La plupart des patients nécessitent 2 à 4 séances espacées de 6 à 8 semaines. Le nombre dépend du volume initial du dépôt de graisse, de la réponse inflammatoire individuelle du patient et du résultat obtenu après chaque séance. Certains patients avec de petits dépôts atteignent leur résultat souhaité après 1 à 2 séances ; les patients avec des dépôts plus importants peuvent avoir besoin de 4 à 6 séances. Chaque séance doit être évaluée à la semaine 6 à 8 avant de décider de la suivante — traiter avant la résolution complète de l'effet de la séance précédente rend l'évaluation du résultat impossible.

 

L'élimination injectable de la graisse du menton est-elle douloureuse ?

La séance d'injection elle-même est modérément inconfortable plutôt que très douloureuse — une anesthésie topique (EMLA) appliquée 45–60 minutes avant le traitement et de la glace immédiatement avant l'injection réduisent significativement l'inconfort. La sensation de brûlure post-injection due à l'acide désoxycholique est le moment le plus intense — les patients décrivent une sensation de brûlure/picotement dans la zone submentale qui persiste pendant 15–30 minutes puis diminue à mesure que l'effet anesthésique local s'accumule. Les 48–72 heures suivant le traitement, avec un gonflement maximal, sont la période la plus inconfortable après la séance — l'ibuprofène (si non contre-indiqué) est approprié pour gérer les symptômes.

 

La graisse revient-elle après le traitement ?

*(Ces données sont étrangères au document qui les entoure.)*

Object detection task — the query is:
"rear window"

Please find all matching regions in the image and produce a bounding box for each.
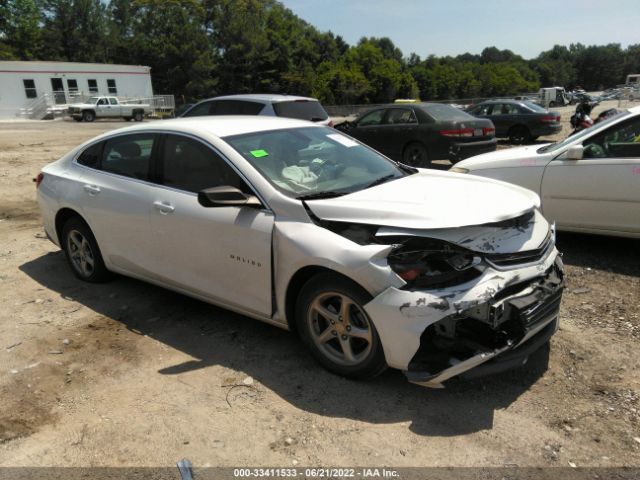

Les cellules graisseuses détruites par l'acide désoxycholique sont détruites de façon permanente — elles ne se régénèrent pas. En ce sens, la graisse dans la zone traitée ne « revient » pas. Cependant, si le patient prend beaucoup de poids après le traitement, les cellules graisseuses restantes dans la zone traitée et les zones adjacentes peuvent s'étendre, réduisant l'amélioration. Les patients qui maintiennent un poids stable après le traitement conservent leurs résultats à long terme. Le traitement lipolytique injectable produit les meilleurs résultats à long terme chez les patients qui sont à leur poids santé ou proche et qui ne prévoient pas de changements de poids importants.

 

Que dois-je dire aux patients à propos du gonflement ?

Informez les patients de tout avant le premier traitement — pas après avoir vu le gonflement. Plus précisément : un gonflement important apparaîtra en quelques heures et atteindra son pic à 48–72 heures ; la zone paraîtra et se sentira plus grande et plus ferme qu'avant le traitement pendant les 2–3 premières semaines ; c'est attendu et c'est le signe que le traitement fonctionne ; les poches de glace et les anti-inflammatoires (si non contre-indiqués) aident à gérer l'inconfort ; le résultat ne peut être évalué qu'après 6–8 semaines ; ne prévoyez rien d'important dans les 48–72 heures suivant chaque séance. Un patient informé de tout cela à l'avance gérera calmement la phase post-traitement et arrivera à la revue de 6 semaines en s'attendant à de bonnes nouvelles — ce qui est généralement le cas.

 

Les lipolytiques injectables peuvent-ils être utilisés pour la laxité cutanée submentale ?

Non — les lipolytiques injectables détruisent la graisse, pas la peau. Si la principale préoccupation submentale est la laxité cutanée plutôt que la graisse, le traitement lipolytique n'est pas approprié et pourrait aggraver l'apparence en supprimant la graisse qui soutient actuellement la peau relâchée en surface. Pour la laxité cutanée dans la zone submentale et du cou, les modalités de traitement appropriées sont le HIFU, le raffermissement par radiofréquence (Morpheus8 ou similaire) ou le lifting chirurgical du cou.